まぁ、見殺しにしたって言われたらそこまでなんだけどな」

俺が長い台詞を言い終えると、重たい空気が流れていた。誰も口を開かない。

「なんか、ごめんね」

そしてやっと阿見鳥が口を開いた。

「まぁ何回も説明したこともある話だし別に今となってはそこまでなにも思ってないよ」

「そして私はその女の子の妹。私はもともとあんまり目立ってなかったからこいつ...祐樹と絡んでる変なやつって感じになってる」

そして遥が言う。

「なるほど...ところでスマホ持ってるか?連絡先交換しない?」

と言ったのは築だった。

「別に持ってるけど...俺たちは避けられてるんだって。お前たちも避けられるかもしれないぞ」

「大丈夫だって」

築は明るい口調で言ってポケットからスマホを取り出す。
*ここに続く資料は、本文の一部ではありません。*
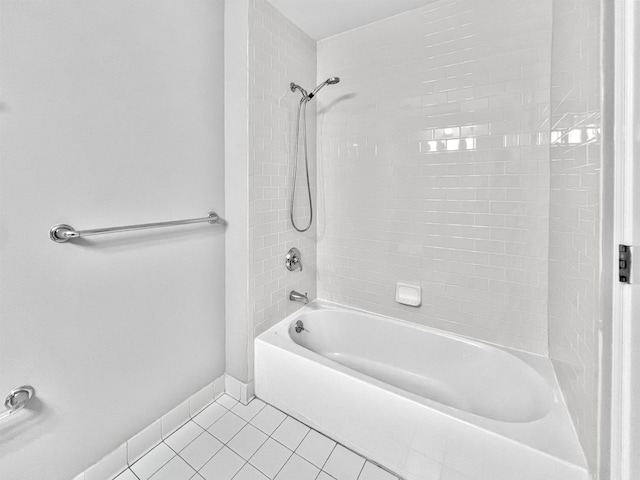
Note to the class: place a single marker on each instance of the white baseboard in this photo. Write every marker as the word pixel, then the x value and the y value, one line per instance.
pixel 242 392
pixel 114 463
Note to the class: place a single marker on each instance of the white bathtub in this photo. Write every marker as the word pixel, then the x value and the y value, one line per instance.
pixel 420 402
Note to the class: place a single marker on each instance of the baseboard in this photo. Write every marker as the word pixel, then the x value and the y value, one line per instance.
pixel 114 463
pixel 243 392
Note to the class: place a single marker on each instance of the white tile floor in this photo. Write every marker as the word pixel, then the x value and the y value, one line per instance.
pixel 231 441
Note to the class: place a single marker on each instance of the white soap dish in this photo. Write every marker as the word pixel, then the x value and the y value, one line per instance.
pixel 408 294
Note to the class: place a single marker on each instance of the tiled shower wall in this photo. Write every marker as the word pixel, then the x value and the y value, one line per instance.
pixel 279 53
pixel 434 167
pixel 574 241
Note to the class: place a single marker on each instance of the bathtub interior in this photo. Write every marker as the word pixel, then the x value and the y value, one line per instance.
pixel 549 431
pixel 466 375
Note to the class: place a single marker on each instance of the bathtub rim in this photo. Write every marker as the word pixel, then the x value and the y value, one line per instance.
pixel 566 449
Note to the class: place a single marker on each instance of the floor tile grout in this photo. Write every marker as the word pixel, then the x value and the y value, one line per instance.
pixel 246 462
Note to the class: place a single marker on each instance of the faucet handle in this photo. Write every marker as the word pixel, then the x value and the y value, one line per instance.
pixel 293 259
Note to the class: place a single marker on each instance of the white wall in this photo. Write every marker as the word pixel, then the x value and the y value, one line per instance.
pixel 111 114
pixel 280 53
pixel 434 167
pixel 574 241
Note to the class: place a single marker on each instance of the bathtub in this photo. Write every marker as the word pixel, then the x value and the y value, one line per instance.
pixel 422 403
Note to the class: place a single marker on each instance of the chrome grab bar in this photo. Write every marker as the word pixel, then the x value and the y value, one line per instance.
pixel 62 232
pixel 17 399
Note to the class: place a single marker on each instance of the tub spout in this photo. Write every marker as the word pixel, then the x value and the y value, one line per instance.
pixel 298 297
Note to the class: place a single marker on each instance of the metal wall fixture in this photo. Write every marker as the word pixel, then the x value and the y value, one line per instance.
pixel 293 260
pixel 17 399
pixel 62 232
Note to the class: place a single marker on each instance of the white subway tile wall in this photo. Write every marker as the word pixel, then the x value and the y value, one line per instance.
pixel 574 250
pixel 279 53
pixel 434 167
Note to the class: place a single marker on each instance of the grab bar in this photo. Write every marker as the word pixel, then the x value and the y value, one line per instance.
pixel 63 233
pixel 17 399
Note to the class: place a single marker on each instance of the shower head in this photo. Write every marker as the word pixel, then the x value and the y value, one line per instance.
pixel 328 81
pixel 295 87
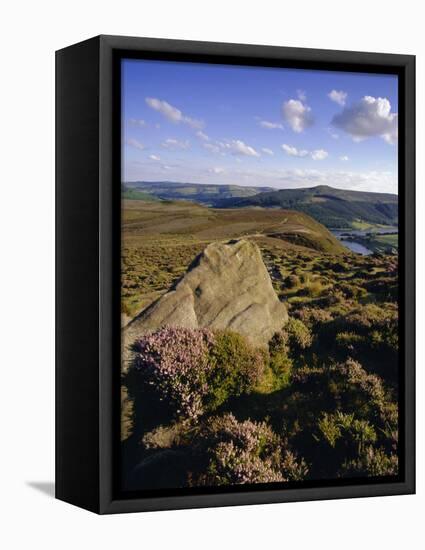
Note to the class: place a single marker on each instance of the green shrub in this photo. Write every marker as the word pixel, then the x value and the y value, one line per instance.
pixel 297 335
pixel 237 367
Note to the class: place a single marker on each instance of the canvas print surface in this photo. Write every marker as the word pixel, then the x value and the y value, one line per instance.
pixel 259 276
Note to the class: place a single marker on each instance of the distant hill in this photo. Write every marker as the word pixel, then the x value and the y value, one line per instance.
pixel 334 208
pixel 135 194
pixel 188 220
pixel 197 192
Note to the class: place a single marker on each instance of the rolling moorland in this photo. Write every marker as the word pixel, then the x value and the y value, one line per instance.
pixel 201 193
pixel 318 401
pixel 335 208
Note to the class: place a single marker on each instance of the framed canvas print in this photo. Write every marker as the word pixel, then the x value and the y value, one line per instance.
pixel 235 274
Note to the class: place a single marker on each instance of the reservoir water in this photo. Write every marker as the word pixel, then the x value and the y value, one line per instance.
pixel 354 246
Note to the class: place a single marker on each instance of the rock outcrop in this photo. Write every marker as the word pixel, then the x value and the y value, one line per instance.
pixel 226 287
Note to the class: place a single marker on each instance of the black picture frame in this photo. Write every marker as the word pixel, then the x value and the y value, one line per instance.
pixel 88 279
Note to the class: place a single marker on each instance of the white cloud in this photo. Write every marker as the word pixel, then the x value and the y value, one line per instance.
pixel 302 96
pixel 171 143
pixel 270 125
pixel 137 122
pixel 297 114
pixel 293 151
pixel 338 96
pixel 369 117
pixel 202 135
pixel 216 170
pixel 172 113
pixel 211 147
pixel 319 154
pixel 238 147
pixel 135 143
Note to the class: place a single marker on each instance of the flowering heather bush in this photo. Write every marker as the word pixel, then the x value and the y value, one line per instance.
pixel 175 362
pixel 245 452
pixel 373 462
pixel 196 369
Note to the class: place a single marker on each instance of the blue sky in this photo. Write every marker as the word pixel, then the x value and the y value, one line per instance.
pixel 284 128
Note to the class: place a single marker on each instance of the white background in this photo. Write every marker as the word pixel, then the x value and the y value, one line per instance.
pixel 30 33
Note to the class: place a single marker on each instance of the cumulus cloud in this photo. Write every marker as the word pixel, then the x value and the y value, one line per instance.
pixel 293 151
pixel 338 96
pixel 369 117
pixel 202 135
pixel 137 122
pixel 319 154
pixel 297 114
pixel 212 147
pixel 302 96
pixel 171 143
pixel 172 113
pixel 270 125
pixel 135 143
pixel 216 170
pixel 238 147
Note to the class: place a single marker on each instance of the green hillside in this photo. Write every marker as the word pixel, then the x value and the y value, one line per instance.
pixel 135 194
pixel 197 192
pixel 332 207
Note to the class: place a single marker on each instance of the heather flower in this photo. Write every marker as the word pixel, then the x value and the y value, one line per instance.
pixel 245 452
pixel 175 362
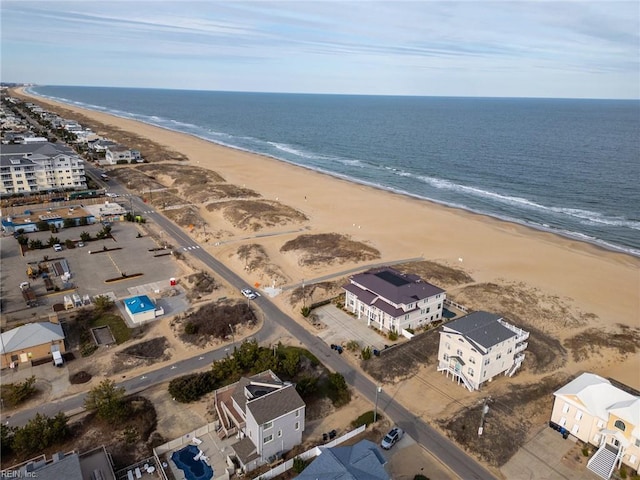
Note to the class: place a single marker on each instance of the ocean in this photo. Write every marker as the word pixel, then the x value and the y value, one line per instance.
pixel 566 166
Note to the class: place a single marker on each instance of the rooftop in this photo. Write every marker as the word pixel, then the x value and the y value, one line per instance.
pixel 482 328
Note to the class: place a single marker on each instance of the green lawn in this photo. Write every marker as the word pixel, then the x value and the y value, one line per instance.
pixel 119 329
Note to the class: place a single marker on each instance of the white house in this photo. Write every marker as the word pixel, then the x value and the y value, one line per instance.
pixel 40 167
pixel 607 416
pixel 477 347
pixel 266 413
pixel 120 153
pixel 392 301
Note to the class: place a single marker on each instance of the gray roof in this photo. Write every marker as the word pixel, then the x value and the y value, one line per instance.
pixel 5 161
pixel 275 404
pixel 263 377
pixel 482 328
pixel 67 467
pixel 30 335
pixel 362 461
pixel 245 450
pixel 396 287
pixel 45 148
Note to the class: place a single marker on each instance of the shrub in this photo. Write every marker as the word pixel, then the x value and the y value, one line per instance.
pixel 190 328
pixel 299 465
pixel 366 353
pixel 352 345
pixel 365 419
pixel 338 390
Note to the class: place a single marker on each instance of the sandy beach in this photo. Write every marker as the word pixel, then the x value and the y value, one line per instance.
pixel 599 286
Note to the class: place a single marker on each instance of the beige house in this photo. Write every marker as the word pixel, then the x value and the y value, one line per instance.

そしてそれに続くように「私も」と言って阿見鳥もポケットからスマホを取り出す

そして祐樹と遥もポケットからスマホを取り出し、連絡アプリを開き友達登録をする。

「祐樹と遥って言うんだな。よろしくな」

「築君と、阿見鳥ちゃんって言うだね、よろしくね」

友達登録を済ませると、築たちは用事があるようで屋上から去っていった。

そして祐樹たちは築たちが出ていくと、登録された名前をじっと見つめていた。